Part 8 has no way of magically knowing you called `socket()`, `bind()`, etc. on some LAN machine. It only knows that it previously sent a packet out to the internet.

Part 4 should be OK for TCP and UDP where the remote is either directly on a public IP or has a port forwarding rule (maybe using say UPnP). If not and it happens, I believe punch-through is impossible because the remote has no way to learn that it must send to 1.2.3.4:35000. You can timeout and try picking a different port to see if it was a conflict, if the router always re-maps the port, I believe you can't succeed with punch-through at both ends.

If the remote does not have such a rule, and 4 does not happen, you can punch-through by sending UDP packets in both directions, coordinated by a 3rd party server that is reachable. Because it is the act of sending a packet that added the NAT mapping, it makes receiving possible if the port number is known (30000 in this example).

3 minutes ago, SyncViews said:

NAT works because the router remembers an outgoing packet for a while (TCP or UDP), so that when it gets an incoming packet it knows to forward it to the LAN client that sent the outbound one.

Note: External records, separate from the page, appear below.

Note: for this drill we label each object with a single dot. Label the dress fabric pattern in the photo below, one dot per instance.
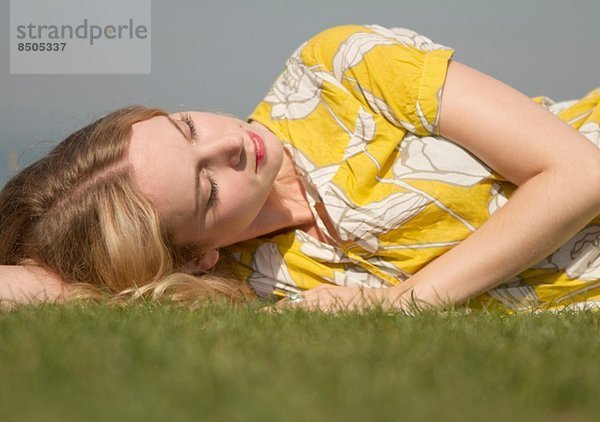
(357, 107)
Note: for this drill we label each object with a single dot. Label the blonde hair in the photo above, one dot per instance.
(79, 213)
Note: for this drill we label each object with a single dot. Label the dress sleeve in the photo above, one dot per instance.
(394, 71)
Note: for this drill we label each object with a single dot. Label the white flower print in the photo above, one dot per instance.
(591, 130)
(579, 257)
(271, 272)
(351, 52)
(436, 158)
(353, 276)
(382, 108)
(363, 225)
(296, 92)
(364, 131)
(320, 251)
(498, 198)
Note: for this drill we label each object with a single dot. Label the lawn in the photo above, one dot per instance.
(218, 362)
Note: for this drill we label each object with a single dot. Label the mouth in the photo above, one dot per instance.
(259, 148)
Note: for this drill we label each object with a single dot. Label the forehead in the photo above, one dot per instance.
(155, 151)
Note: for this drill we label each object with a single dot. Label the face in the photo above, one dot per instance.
(208, 175)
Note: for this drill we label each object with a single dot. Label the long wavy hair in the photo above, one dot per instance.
(79, 213)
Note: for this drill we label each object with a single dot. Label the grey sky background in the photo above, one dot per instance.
(224, 55)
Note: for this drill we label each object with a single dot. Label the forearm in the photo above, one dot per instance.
(28, 284)
(542, 214)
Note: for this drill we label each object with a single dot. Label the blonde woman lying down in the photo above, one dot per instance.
(376, 170)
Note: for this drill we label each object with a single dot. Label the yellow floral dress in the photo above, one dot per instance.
(357, 107)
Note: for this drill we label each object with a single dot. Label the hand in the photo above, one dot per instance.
(330, 298)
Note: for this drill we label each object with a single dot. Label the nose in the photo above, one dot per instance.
(226, 150)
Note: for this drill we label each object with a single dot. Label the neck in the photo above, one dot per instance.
(286, 206)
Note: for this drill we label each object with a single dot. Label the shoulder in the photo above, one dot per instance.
(369, 35)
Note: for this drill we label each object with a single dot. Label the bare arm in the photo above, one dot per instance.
(556, 168)
(28, 284)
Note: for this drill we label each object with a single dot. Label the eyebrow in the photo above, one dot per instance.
(198, 190)
(174, 123)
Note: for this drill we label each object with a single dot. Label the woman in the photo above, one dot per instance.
(374, 161)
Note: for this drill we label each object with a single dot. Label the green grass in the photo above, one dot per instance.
(218, 362)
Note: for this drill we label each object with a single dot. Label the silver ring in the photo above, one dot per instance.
(296, 298)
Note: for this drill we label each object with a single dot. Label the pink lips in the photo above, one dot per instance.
(259, 147)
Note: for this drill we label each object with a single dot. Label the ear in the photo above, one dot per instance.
(202, 263)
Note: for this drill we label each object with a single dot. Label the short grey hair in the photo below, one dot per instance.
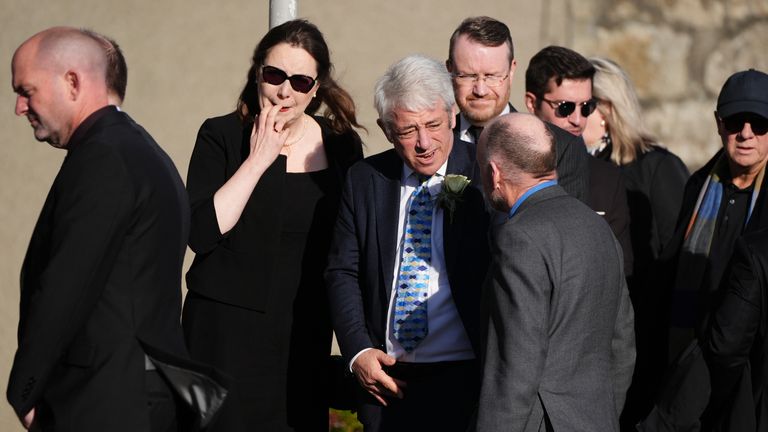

If there is no traffic for a while, this mapping may be lost (can't recall the details, there is a timeout and maybe also a mapping count limit).

Thanks for the reply. I was thinking this might be how it works.

Is there any trick to figuring out how often data must be transmitted to keep the port mapped with the lan client?

I am not sure if there is a documented standard for UDP. I saw some indications from Cisco that it is 5 minutes by default, but is user configurable (maybe not configurable on your average home router however). If with UDP your not naturally sending data very often, you can send a keepalive packet (that is, a normal UDP packet but with no actual data content) periodically just to keep it running.

TCP is much longer and the routers can track the connection state, IIRC Windows doesn't try to send a keepalive for a couple of hours and Cisco documents 24 hours since the last packet (between the handshake and a FIN "finish" packet).

 

1 minute ago, SyncViews said:

I am not sure if there is a documented standard for UDP. I saw some indications from Cisco that it is 5 minutes by default, but is user configurable (maybe not configurable on your average home router however). If with UDP your not naturally sending data very often, you can send a keepalive packet (that is, a normal UDP packet but with no actual data content) periodically just to keep it running.

TCP is much longer and the routers can track the connection state, IIRC Windows doesn't try to send a keepalive for a couple of hours and Cisco documents 24 hours since the last packet (between the handshake and a FIN "finish" packet).

 

Thanks a lot this is really helpful to me. I appreciate the info.